Oltre tutto sarebbe un incosciente perché non solo metterebbe in
gioco la vita del suo equipaggio ma anche la propria.
Ad ogni modo al punto di caricazione agli inquirenti sarà ben dato
di controllare il carico consegnato.
La motonave era relativamente non vecchia di costruzione; è stato
detto che nello scorso anno era stata immessa in bacino per lavori e
quindi evidentemente sottoposta a visita dei periti;
non è pensabile di conseguenza che potesse trascinare delle
«magagne» di tali entità da provocare un cedimento di qualche
struttura e quindi una «falla» sufficiente a creare lo sbandamento
e il rovesciamento.
Sembra, secondo quanto è stato comunicato dalla stessa autorità
marittima, che uno scafo sarebbe stato individuato a poche miglia
dalla costa di Carloforte a circa settanta metri di profondità;
potrebbe verosimilmente essere lo scafo della motonave scomparsa.
Se così fosse, non sarebbe impossibile ad un personale specializzato
giungere ad un accertamento che risolva il doloroso dubbio che può
preoccupare e che alimenta commenti non sempre obiettivi.
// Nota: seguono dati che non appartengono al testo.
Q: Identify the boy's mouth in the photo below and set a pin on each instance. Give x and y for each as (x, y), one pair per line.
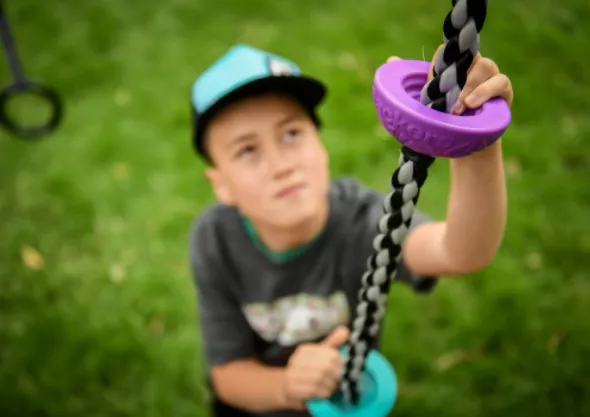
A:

Ma il mare è anche crudele: travolge e nei suoi abissi nasconde il
segreto della tragedia di un pugno di uomini avvinghiati all’ultima
speranza che s’infrange nel rotolio dell’onda che non ha clemenza: è
stato sempre così nella storia della marineria, una storia eroica di
generazioni e generazioni che al mare consegnarono la loro esistenza
di sacrificio a volte spezzato dal Fato.